PRODUCT HOW-TO: A New Approach to Embedded Linux Development

The commercial embedded Linux market was created ten years ago when Jim Ready founded MontaVista Software. At the time, skeptics said Linux would never work for embedded development, it lacked key features required for embedded systems, and the performance wasn't comparable to existing real time operating systems (RTOS).

Well, ten years later Linux has not only proven itself up to the task, but an entire industry has been created around embedded Linux. Multiple vendors have entered the commercial Linux business, and the semiconductor vendors have shifted their strategies and become innovators and contributors to the open source Linux community. All of their new products are showcased running reference Linux implementations.

Linux is now the preferred operating system for development of new embedded systems, outpacing all other operating system choices. But the approach to delivering embedded Linux hasn't evolved much since the beginning. Let's take a look at the challenges embedded developers face, and how MontaVista Linux 6 (Figure 1 below) takes a new approach to embedded Linux development.

Figure 1. MontaVista Linux 6

What's wrong with the old way?
In the early days, commercial Linux vendors simply took the existing RTOS model and applied it to Linux. RTOS vendors generated "board support packages" (BSPs) that adapt a predefined product, with a fixed set of features, as little as possible to execute on new hardware platforms.

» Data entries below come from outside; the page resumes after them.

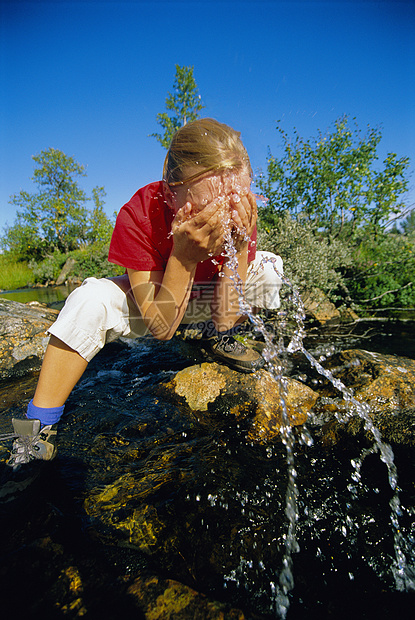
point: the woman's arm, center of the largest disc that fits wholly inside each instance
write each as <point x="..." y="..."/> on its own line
<point x="225" y="304"/>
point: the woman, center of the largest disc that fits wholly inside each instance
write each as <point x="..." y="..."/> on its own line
<point x="171" y="238"/>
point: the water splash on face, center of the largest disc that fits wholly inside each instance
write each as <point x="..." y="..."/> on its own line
<point x="404" y="574"/>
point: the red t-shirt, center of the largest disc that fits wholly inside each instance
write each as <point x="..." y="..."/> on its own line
<point x="141" y="238"/>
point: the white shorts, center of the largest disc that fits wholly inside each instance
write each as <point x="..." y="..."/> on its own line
<point x="100" y="310"/>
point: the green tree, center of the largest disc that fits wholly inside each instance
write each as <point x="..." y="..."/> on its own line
<point x="100" y="227"/>
<point x="184" y="105"/>
<point x="331" y="181"/>
<point x="54" y="217"/>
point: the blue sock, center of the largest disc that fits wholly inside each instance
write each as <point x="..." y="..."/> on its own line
<point x="46" y="415"/>
<point x="212" y="331"/>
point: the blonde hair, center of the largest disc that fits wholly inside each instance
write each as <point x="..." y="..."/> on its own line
<point x="204" y="145"/>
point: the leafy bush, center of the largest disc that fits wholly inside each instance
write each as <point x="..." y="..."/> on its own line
<point x="384" y="272"/>
<point x="14" y="274"/>
<point x="94" y="262"/>
<point x="48" y="270"/>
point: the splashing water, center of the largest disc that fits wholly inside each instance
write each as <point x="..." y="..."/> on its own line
<point x="404" y="574"/>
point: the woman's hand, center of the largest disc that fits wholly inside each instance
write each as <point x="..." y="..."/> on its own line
<point x="196" y="237"/>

This model was sensible in the era of proprietary software platforms because the vendor was the only true innovator in the software supply chain. Most commercial Linux vendors continue with this model today.

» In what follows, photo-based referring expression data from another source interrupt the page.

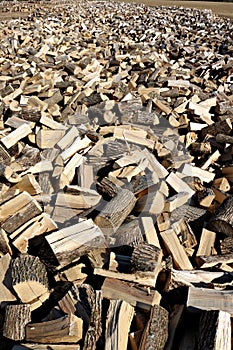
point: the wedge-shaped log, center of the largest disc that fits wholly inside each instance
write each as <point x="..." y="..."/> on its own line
<point x="119" y="318"/>
<point x="66" y="329"/>
<point x="17" y="316"/>
<point x="74" y="241"/>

They offer one, or a few, binary Linux distributions with a defined set of features that support a range of hardware platforms. They may tailor these distributions to specific market segments but the distribution model doesn't change.

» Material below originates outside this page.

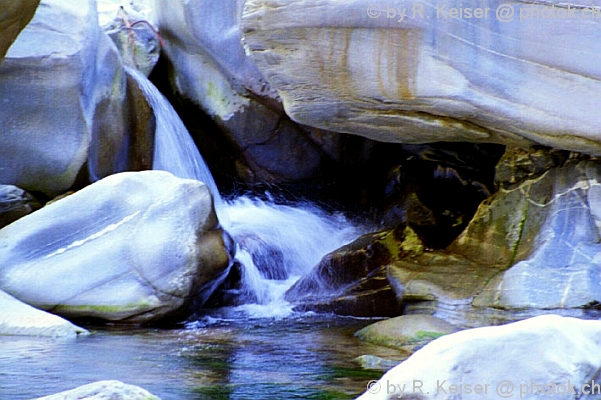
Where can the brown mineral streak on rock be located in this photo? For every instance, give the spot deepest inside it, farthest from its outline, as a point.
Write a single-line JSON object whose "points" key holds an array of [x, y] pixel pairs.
{"points": [[400, 61]]}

This model creates a set of challenges for the developer. Let's take a look at each of these.

Most developers begin prototyping, or early development, using the reference implementation from the semiconductor vendor. While these reference implementations are typically well integrated with the hardware, and allow the developer to fully exploit the power and functionality of the hardware, they lack many non-hardware specific features. This means the developer is forced to customize the distribution to add required features to deliver a complete commercial product.

Another key differentiator is the difference in quality. The hardware vendors provide Linux for one reason, to rapidly enable development on their hardware. They don't do the testing, bug fixing, or integration required of a commercial product. Nor do they provide technical support for developers who are customizing their Linux distributions.

Commercial Linux distributions provide the desired quality and support. But, since the commercial Linux distribution is generic in nature, containing a predetermined set of features, it's highly unlikely it will exploit the full functionality of the processor or system on a chip (SOC).

This means the developer has to compromise on functionality, or customize the distribution to add the required functionality himself. Customizing commercial Linux distributions is often a difficult task since they are binary distributions, not source driven.

The bottom line: The developer winds up having to compromise, either on functionality or quality. If they do move from the semiconductor Linux distribution to a commercial distribution, often some of the same work is repeated over again.